Cette fois, Rinnerl suivit Kreel, encouragée par Isabeau. Et bien lui en pris puis que Fiersaule lui demanda bientôt d'aborder des sujets qu'elle n'avait pas envie d'évoquer devant sa camarade poilue. Elle replongea mentalement dans les récits des victimes de l'usurpateur et commença à raconter, lentement, oppressée par l'horreur de son récit. Elle ne regarda pas le conseiller dans les yeux, de peur qu'il n'y lise sa rage, émotion bien trop agressive.
"De quoi nous parlons? Nous parlons de ces familles décimées sur simple caprice du monarque. De ces familles passées au fil de l'épée qui sont finalement les plus chanceuses. Parce qu'il y a les autres. Les femmes, les filles, parfois les jeunes garçons violés en réunion sous les yeux de leur famille. Les Peres, les frères, à qui on promet que s'ils observent le supplice de la mère sans bouger la petite sœur sera épargné. Qui ne peuvent retenir leur larmes, condamnant la pauvre enfant à rejoindre sa mère."

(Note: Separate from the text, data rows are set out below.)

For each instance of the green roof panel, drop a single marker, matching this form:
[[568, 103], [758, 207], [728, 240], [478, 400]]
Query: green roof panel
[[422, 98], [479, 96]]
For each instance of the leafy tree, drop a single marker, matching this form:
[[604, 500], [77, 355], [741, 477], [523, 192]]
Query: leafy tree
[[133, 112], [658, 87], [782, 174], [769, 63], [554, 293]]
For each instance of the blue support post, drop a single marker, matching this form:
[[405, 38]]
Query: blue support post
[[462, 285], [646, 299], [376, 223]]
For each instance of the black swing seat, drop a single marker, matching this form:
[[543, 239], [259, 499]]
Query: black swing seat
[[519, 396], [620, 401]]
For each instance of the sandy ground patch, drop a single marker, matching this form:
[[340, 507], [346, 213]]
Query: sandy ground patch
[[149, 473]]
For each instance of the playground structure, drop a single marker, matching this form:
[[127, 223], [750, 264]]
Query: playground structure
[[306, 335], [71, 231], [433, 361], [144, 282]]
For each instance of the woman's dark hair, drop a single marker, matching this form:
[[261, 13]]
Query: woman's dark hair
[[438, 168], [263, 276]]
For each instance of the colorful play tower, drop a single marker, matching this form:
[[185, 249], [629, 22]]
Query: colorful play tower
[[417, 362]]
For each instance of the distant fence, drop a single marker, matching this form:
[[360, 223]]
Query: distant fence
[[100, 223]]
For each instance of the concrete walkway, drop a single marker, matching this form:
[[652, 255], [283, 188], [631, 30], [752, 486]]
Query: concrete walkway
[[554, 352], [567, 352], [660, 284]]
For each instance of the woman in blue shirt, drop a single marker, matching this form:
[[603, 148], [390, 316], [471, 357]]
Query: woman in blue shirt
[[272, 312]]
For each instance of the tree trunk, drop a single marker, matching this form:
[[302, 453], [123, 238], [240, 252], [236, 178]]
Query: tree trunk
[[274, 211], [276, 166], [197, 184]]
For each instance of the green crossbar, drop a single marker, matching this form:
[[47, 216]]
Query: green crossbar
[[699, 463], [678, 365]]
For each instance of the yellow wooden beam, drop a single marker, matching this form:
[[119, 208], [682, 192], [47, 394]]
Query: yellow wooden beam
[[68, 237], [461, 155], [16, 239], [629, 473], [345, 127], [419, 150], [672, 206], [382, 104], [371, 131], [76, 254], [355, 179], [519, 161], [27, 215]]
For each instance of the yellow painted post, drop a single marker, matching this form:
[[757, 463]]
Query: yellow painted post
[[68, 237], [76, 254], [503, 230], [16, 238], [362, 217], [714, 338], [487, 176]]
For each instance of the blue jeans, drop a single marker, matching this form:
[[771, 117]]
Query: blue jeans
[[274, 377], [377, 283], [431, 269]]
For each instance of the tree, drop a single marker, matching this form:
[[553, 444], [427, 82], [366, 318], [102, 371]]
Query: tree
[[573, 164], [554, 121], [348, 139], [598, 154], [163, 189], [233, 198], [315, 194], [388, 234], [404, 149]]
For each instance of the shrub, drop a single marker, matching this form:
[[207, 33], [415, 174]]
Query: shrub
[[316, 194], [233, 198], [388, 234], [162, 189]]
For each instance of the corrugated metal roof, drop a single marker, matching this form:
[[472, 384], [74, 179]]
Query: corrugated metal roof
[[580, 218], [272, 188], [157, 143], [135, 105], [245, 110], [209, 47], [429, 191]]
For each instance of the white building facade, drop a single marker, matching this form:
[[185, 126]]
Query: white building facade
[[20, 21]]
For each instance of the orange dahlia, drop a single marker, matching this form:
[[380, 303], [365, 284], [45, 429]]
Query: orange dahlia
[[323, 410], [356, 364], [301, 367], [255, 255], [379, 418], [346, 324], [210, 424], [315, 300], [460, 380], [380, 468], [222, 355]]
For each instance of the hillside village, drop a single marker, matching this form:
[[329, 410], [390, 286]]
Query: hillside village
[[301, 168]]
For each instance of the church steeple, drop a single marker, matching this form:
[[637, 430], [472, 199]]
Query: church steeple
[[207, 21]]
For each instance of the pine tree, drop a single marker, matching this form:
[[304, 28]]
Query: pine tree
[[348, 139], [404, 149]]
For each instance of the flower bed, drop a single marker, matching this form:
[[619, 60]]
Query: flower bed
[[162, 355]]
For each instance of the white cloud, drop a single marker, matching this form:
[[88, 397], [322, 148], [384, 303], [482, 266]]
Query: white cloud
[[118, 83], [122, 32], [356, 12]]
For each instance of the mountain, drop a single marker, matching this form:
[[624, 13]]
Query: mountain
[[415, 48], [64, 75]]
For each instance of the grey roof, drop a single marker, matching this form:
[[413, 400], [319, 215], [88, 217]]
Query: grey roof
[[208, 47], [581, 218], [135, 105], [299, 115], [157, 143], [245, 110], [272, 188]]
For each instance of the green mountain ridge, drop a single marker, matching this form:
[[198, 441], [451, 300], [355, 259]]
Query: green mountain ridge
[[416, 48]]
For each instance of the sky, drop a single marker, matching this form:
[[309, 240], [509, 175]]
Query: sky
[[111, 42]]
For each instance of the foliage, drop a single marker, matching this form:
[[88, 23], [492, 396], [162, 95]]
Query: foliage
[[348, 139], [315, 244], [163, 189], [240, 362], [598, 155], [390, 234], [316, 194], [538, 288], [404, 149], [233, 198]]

L'apprentie héraut ferma les yeux, les points crispés pour s'exhorter au calme. Elle sortit son mouchoir et s'essuya les yeux dont coulaient des larmes de rage, espérant que son geste un peu précieux camoufle la colère qui l'habitait et la travestisse en tristesse. Elle devait jouer l'innocente, pas la harpie. S'étant reprise, elle leva sur le conseiller un regard de tristesse et de fatalisme.
"Et au cas où les survivants n'auraient pas compris, ils volent ou pire, brulent les récoltes en repartant. Parce que la faim, ça éduque, vous voyez. Les puits souillés, ça élève. Et ne parlons même pas des impôts impossibles à payer qui fournissent le prétexte à ces expéditions sanglantes."
Isabeau, très pale, revoyait le quartier des réfugiés, au sud de Haven, ou le héraut du roi lui avait suggéré de se rendre avant de partir en mission, histoire de comprendre vraiment la situation de ces gens et la nécessité de la guerre contre Rethwellan. Elle avait parlé avec une jeune femme, la petite sœur citée plus haut. Elle et son frère avaient survécu au massacre de leur village et avaient fuis coute que coute, malgré les lourdes blessures de la jeune fille, vers le nord et la frontière.
"Je ne suis qu'une jeune secrétaire, messire. Mais je pose la question: un traité ne devrait-il pas moralement lier les peuples plus que les gouvernements? Si Rethwellan martyrise son peuple mais que nous l'accueillons, le soignons et l'aidons, ne devriez-vous pas nous soutenir, quelques soient les questions de légitimité?"